Call of Cthulhu also presents interesting role playing challenges. Player characters, while heroes, can rarely afford to be heroic. Madness and death await those who learn too much too soon, and the background of the game, whatever era it is set in, includes a mundane world of laws and authorities who will hinder trigger-happy characters. One can rarely afford to confront the bad guys, guns blazing. The villains hardly suffer from such constraints themselves. Investigators barely enjoy the fruits of their successes, knowing that each one is temporary until the stars finally come right and the Great Old Ones must rise again, wiping humanity from the earth. The Investigators may be depressed, but for players, it can be a thumping good time.
The problem for players is keeping it fresh: the basic idea is that Investigators are ignorant of the Mythos. The more experienced a player is, the harder it must become to generate yet another neophyte Investigator. This gives the game a limited lifespan for a group of players. It is difficult to conceive of playing CoC for ten years at a stretch, the way we used to play AD&D. One way around this limitation is the epic campaign, currently represented by the magnum opus Beyond the Mountains of Madness. This 438 page tome (nearly double the thickness of our fifth edition rulebook) has seventeen chapters, each one detailing a new phase of the investigation. The problems of running such a beast are manifest, but what a beauty of a campaign it would be! A second option is a change in the game's orientation: the excellent Delta Green sourcebook put out by Pagan Publishing shows a completely different take on Call of Cthulhu, where the ability of players to quote Lovecraft from memory would do them little good in this shadowy conspiracy game where not much is what it seems to be.
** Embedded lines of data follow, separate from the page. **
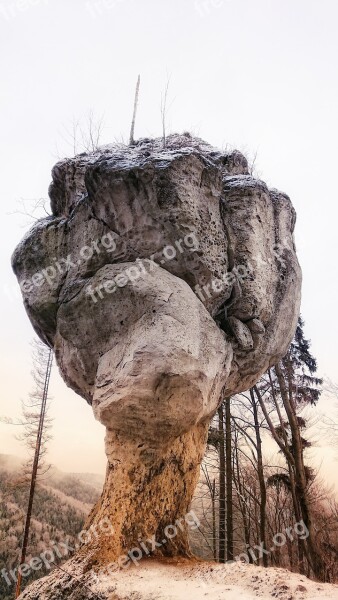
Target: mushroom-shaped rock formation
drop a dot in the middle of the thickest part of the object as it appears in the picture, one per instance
(165, 278)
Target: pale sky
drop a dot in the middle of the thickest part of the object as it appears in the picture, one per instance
(260, 75)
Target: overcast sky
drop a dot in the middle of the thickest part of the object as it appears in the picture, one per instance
(260, 75)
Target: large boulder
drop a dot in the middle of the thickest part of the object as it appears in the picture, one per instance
(165, 277)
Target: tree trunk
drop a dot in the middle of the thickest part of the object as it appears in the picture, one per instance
(222, 499)
(260, 472)
(314, 557)
(230, 527)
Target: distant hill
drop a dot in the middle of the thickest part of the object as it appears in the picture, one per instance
(62, 501)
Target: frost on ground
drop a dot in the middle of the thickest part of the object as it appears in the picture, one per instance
(153, 580)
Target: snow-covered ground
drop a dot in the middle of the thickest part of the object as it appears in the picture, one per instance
(154, 580)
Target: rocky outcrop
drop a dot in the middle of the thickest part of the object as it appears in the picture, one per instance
(163, 276)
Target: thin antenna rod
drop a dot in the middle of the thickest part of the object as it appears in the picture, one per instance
(132, 130)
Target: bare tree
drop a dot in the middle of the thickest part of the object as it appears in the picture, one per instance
(35, 435)
(83, 135)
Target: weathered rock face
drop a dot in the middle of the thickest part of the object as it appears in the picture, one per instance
(163, 276)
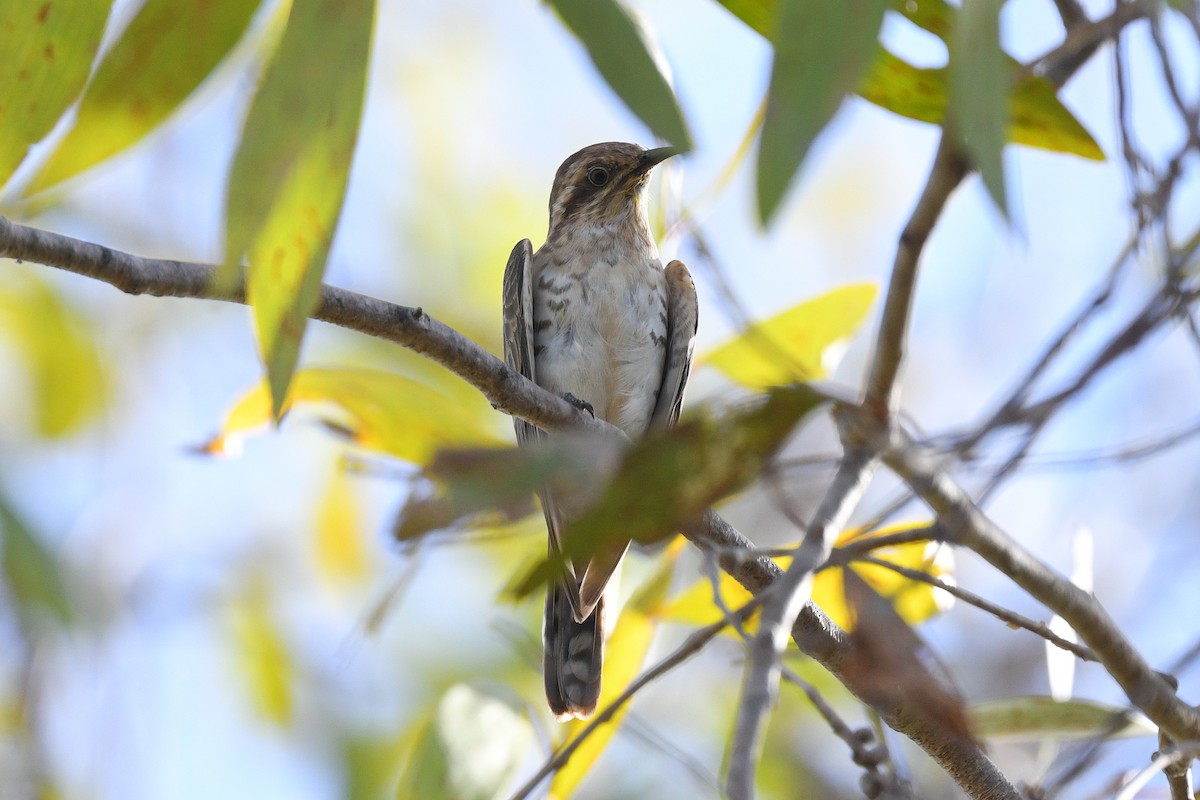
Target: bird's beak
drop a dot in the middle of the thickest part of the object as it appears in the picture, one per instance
(652, 158)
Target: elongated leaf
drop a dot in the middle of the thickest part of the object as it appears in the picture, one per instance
(759, 14)
(379, 410)
(669, 477)
(624, 655)
(822, 47)
(30, 571)
(797, 344)
(58, 348)
(1037, 119)
(168, 49)
(291, 170)
(1025, 719)
(47, 54)
(623, 54)
(979, 83)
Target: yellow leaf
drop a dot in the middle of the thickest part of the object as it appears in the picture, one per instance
(379, 410)
(624, 653)
(795, 346)
(915, 600)
(340, 545)
(262, 654)
(43, 66)
(57, 344)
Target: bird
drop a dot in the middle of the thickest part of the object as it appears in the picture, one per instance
(594, 317)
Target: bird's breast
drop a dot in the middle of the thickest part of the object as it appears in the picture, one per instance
(600, 330)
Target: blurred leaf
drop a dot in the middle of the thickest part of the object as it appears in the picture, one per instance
(979, 85)
(796, 344)
(289, 175)
(43, 66)
(669, 477)
(915, 601)
(759, 14)
(822, 47)
(467, 749)
(624, 655)
(887, 663)
(263, 657)
(370, 765)
(340, 545)
(1036, 116)
(379, 410)
(168, 49)
(485, 739)
(55, 342)
(1023, 719)
(935, 16)
(624, 55)
(31, 571)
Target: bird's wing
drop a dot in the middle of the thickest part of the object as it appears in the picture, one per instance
(519, 323)
(519, 354)
(683, 316)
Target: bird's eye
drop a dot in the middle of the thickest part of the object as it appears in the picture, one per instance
(598, 175)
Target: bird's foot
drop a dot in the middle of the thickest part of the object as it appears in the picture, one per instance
(583, 405)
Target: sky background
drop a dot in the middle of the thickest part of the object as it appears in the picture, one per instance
(471, 108)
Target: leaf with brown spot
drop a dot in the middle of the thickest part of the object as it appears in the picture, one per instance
(47, 54)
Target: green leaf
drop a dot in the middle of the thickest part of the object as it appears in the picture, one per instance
(822, 47)
(31, 571)
(48, 47)
(669, 477)
(1044, 717)
(623, 53)
(289, 175)
(58, 347)
(979, 85)
(759, 14)
(796, 344)
(935, 16)
(379, 410)
(168, 49)
(1036, 115)
(1037, 119)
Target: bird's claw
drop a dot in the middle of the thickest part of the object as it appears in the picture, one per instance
(583, 405)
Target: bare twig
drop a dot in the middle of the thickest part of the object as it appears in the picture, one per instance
(967, 525)
(783, 605)
(1001, 613)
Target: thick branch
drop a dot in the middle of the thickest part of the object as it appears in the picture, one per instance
(966, 524)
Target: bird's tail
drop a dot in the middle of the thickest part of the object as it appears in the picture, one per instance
(574, 655)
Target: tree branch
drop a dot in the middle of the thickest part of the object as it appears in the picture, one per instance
(510, 392)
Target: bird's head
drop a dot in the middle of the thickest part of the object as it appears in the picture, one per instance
(604, 186)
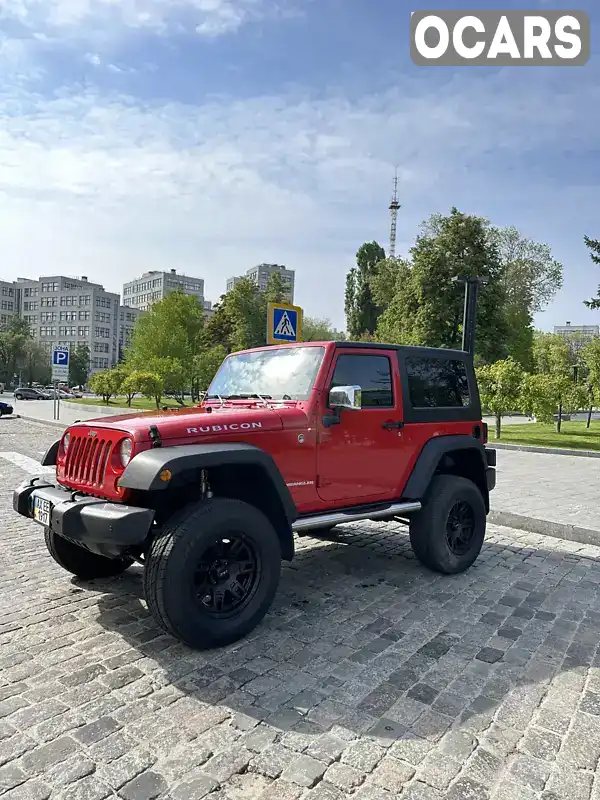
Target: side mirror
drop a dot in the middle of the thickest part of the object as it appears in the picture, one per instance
(349, 397)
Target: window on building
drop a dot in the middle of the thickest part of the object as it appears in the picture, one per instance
(372, 373)
(437, 382)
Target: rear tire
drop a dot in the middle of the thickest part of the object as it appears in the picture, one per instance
(81, 562)
(448, 533)
(212, 573)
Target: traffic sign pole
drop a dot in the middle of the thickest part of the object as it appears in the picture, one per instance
(60, 372)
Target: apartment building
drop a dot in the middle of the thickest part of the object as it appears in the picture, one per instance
(261, 273)
(72, 311)
(9, 303)
(154, 286)
(128, 316)
(577, 335)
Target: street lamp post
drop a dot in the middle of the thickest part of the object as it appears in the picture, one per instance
(470, 309)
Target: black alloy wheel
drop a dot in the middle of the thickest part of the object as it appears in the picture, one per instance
(227, 576)
(460, 528)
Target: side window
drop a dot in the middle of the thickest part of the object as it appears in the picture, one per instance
(372, 373)
(437, 382)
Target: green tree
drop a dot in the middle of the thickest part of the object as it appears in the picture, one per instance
(151, 385)
(362, 311)
(79, 365)
(387, 280)
(131, 386)
(553, 359)
(531, 277)
(500, 388)
(13, 342)
(240, 318)
(540, 396)
(107, 383)
(166, 339)
(593, 246)
(427, 308)
(320, 330)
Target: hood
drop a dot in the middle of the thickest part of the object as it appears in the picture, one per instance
(192, 422)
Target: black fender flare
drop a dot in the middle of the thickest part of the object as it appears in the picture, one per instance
(144, 470)
(429, 458)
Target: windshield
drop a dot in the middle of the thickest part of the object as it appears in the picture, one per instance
(277, 374)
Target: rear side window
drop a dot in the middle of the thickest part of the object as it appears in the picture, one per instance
(372, 373)
(437, 383)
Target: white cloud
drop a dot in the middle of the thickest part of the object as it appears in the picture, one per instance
(102, 186)
(209, 18)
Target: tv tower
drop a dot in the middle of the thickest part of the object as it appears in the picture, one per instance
(394, 206)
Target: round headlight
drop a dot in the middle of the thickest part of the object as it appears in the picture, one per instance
(125, 451)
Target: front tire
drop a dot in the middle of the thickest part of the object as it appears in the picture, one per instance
(212, 573)
(448, 533)
(81, 562)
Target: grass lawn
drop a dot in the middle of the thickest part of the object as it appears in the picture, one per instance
(573, 436)
(137, 404)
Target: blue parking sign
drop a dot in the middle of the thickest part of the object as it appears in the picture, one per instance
(60, 357)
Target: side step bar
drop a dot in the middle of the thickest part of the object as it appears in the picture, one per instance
(339, 518)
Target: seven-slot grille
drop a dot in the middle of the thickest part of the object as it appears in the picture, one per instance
(87, 457)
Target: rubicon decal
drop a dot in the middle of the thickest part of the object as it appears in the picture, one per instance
(232, 426)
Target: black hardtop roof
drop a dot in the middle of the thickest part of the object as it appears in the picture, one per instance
(411, 350)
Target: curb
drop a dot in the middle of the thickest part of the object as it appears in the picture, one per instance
(557, 451)
(556, 530)
(52, 423)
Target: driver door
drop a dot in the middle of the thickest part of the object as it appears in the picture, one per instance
(362, 457)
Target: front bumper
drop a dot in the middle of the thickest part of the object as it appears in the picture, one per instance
(490, 473)
(108, 529)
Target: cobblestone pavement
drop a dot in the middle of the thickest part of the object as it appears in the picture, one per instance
(371, 678)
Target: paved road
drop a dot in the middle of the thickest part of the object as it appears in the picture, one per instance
(556, 488)
(371, 678)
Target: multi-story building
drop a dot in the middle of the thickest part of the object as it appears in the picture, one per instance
(154, 286)
(128, 316)
(72, 311)
(9, 303)
(261, 273)
(577, 335)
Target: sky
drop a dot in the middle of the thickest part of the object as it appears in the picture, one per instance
(212, 135)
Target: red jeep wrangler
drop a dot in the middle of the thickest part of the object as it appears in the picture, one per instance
(291, 438)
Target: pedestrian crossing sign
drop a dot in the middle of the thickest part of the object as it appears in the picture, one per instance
(284, 323)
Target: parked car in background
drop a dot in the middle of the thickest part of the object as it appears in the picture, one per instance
(28, 393)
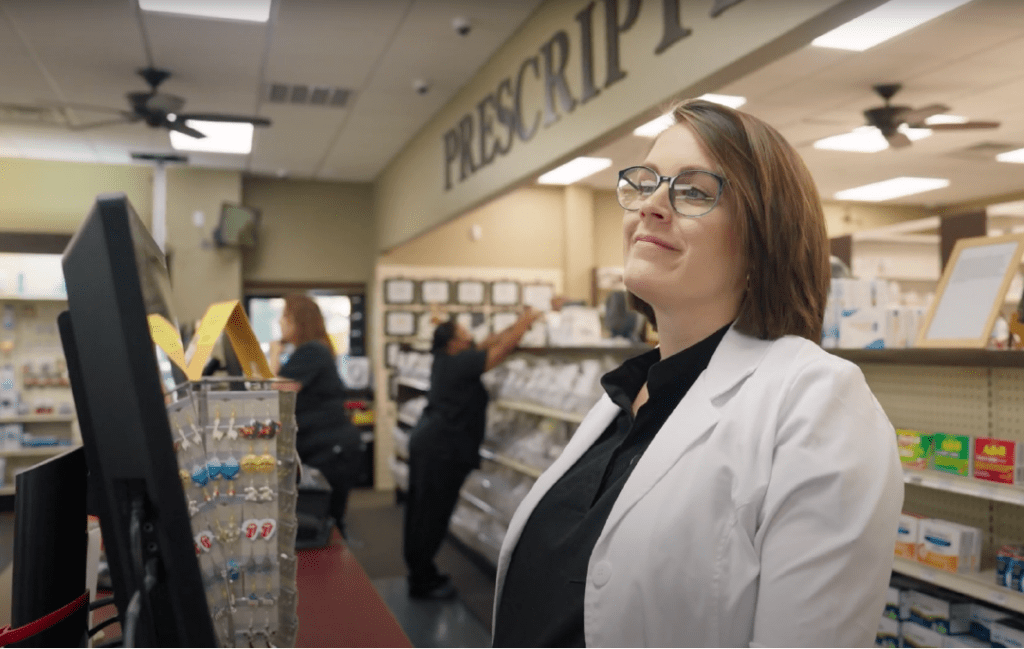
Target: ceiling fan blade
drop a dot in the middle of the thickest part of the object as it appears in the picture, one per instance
(898, 140)
(920, 115)
(962, 126)
(217, 117)
(180, 127)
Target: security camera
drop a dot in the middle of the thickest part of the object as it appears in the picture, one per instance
(461, 26)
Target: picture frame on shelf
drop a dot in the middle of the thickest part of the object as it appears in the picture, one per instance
(399, 323)
(399, 291)
(435, 291)
(971, 292)
(470, 292)
(505, 293)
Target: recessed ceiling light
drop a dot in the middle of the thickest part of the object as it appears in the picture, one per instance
(1016, 156)
(221, 137)
(248, 10)
(654, 127)
(574, 170)
(945, 119)
(892, 188)
(884, 23)
(867, 139)
(731, 100)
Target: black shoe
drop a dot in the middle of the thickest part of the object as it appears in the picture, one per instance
(442, 590)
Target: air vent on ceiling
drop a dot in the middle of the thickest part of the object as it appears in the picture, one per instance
(23, 114)
(303, 94)
(984, 150)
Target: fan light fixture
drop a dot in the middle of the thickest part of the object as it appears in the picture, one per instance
(867, 139)
(1016, 156)
(221, 137)
(248, 10)
(574, 170)
(892, 188)
(884, 23)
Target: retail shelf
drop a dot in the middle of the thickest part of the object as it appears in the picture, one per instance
(534, 408)
(981, 586)
(511, 464)
(36, 451)
(417, 384)
(38, 419)
(967, 486)
(954, 357)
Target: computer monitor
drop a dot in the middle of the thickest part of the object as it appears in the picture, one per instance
(116, 276)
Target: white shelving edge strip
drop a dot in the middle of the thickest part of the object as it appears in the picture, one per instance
(419, 384)
(511, 464)
(981, 586)
(574, 418)
(967, 486)
(38, 419)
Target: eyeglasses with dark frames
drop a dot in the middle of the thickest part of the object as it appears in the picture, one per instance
(692, 192)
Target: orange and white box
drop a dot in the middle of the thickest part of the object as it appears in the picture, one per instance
(908, 538)
(949, 547)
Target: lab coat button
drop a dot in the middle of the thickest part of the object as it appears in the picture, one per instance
(602, 572)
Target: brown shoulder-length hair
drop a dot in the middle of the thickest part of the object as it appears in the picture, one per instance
(308, 320)
(779, 221)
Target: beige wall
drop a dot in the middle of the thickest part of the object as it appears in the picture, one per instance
(201, 273)
(310, 231)
(520, 229)
(40, 196)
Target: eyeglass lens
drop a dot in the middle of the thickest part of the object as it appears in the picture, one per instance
(692, 192)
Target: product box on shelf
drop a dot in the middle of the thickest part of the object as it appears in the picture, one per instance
(997, 461)
(916, 636)
(888, 634)
(1010, 567)
(949, 546)
(953, 453)
(1008, 632)
(908, 535)
(915, 448)
(944, 612)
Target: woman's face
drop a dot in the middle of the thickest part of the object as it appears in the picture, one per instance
(287, 329)
(678, 263)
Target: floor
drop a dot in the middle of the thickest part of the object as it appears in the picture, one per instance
(375, 538)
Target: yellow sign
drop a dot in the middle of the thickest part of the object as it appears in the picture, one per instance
(226, 317)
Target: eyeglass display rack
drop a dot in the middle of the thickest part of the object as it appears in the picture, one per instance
(975, 392)
(37, 412)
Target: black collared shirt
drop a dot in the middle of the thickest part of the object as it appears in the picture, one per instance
(543, 596)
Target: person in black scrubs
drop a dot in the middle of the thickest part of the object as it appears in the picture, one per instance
(326, 439)
(444, 445)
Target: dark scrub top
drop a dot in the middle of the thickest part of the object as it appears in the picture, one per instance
(453, 423)
(320, 405)
(542, 599)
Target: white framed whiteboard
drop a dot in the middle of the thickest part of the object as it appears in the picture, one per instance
(971, 292)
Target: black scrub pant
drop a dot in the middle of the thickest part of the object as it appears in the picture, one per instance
(433, 490)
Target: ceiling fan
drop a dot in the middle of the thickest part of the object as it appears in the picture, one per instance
(889, 118)
(160, 110)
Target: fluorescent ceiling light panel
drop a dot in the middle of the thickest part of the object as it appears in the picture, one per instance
(574, 170)
(248, 10)
(945, 119)
(731, 100)
(221, 137)
(654, 127)
(892, 188)
(884, 23)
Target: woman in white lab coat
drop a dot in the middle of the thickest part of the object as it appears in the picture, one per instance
(737, 485)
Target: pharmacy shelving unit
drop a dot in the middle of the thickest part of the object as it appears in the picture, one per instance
(966, 392)
(33, 370)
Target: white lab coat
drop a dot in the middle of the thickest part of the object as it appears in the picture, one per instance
(764, 512)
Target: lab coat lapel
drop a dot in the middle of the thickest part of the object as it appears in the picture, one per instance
(736, 357)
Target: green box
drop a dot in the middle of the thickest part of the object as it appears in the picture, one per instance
(952, 453)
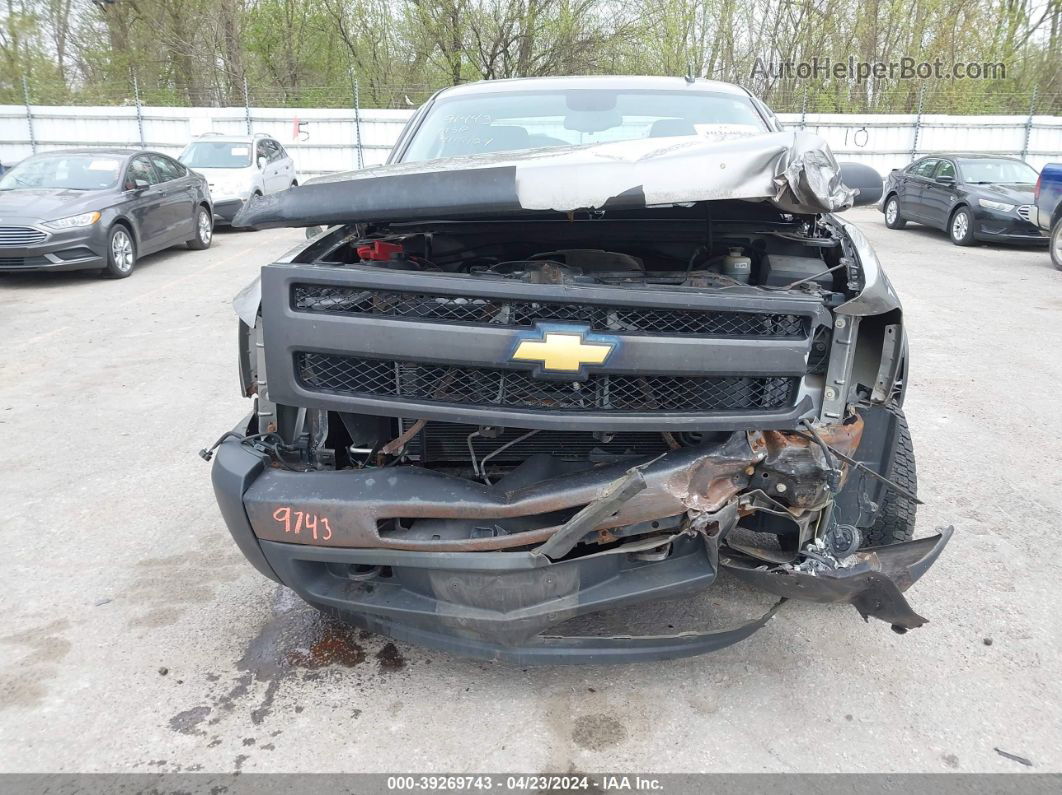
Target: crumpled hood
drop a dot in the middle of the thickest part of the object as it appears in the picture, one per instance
(795, 171)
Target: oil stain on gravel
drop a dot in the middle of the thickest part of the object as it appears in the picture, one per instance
(298, 642)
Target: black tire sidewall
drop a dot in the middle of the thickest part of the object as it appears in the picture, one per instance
(1052, 244)
(112, 270)
(197, 242)
(969, 239)
(898, 223)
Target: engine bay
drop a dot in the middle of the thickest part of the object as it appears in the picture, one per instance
(715, 245)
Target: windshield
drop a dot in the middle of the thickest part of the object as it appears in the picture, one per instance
(1007, 172)
(504, 122)
(217, 155)
(70, 172)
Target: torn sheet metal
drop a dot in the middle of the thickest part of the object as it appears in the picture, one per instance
(795, 171)
(872, 580)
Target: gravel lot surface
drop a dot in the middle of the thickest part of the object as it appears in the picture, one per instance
(136, 638)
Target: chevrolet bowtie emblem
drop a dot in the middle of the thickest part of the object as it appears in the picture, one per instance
(563, 350)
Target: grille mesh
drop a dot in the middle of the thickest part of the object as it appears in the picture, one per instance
(23, 261)
(501, 387)
(523, 313)
(16, 236)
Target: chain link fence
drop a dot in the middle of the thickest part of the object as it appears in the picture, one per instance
(347, 126)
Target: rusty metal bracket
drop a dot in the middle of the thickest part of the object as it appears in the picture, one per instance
(618, 493)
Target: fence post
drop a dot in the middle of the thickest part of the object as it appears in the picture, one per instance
(246, 104)
(357, 119)
(918, 122)
(29, 115)
(139, 111)
(1028, 124)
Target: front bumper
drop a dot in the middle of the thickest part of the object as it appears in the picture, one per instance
(71, 249)
(480, 600)
(225, 210)
(1006, 227)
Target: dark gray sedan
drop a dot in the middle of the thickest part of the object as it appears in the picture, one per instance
(100, 209)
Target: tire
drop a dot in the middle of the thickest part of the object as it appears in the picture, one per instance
(897, 222)
(960, 227)
(204, 229)
(121, 253)
(1056, 244)
(895, 517)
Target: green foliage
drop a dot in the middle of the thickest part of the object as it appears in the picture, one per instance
(307, 52)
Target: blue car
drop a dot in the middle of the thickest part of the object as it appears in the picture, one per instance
(1048, 196)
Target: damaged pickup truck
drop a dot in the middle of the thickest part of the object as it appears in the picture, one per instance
(581, 343)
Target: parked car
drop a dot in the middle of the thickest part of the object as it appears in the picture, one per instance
(1048, 197)
(99, 208)
(510, 389)
(972, 197)
(238, 167)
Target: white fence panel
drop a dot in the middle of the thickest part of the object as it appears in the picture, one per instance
(323, 140)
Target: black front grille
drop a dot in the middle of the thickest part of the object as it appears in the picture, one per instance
(524, 313)
(449, 442)
(484, 386)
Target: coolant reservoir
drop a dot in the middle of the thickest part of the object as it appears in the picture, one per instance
(737, 265)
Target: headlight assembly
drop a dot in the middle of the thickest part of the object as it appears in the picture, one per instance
(85, 219)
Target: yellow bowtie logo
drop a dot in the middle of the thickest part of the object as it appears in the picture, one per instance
(563, 351)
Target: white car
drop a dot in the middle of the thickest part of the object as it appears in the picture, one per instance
(239, 167)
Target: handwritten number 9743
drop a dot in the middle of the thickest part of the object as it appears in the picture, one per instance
(300, 521)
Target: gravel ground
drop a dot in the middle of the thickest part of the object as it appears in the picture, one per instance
(136, 638)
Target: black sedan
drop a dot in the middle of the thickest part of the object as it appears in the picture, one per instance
(99, 209)
(972, 197)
Dennis Detwiller has managed to beautifully merge Lovecraft's pessimism with modern conspiracy theory to create a grim game setting indeed.
Personal Note from the Curator
I have longed to play this game ever since I discovered it existed. Oddly, I have only played it three times, at gaming conventions. While I remember next to nothing of the first two games, the third chilled me to the bonealthough this was more due to the setting of the scenario, in the trenches of the Great War, than to Cthulhoid monsters. Nevertheless, I am a big fan, and I truly do hope to uncork some of those epic campaigns someday.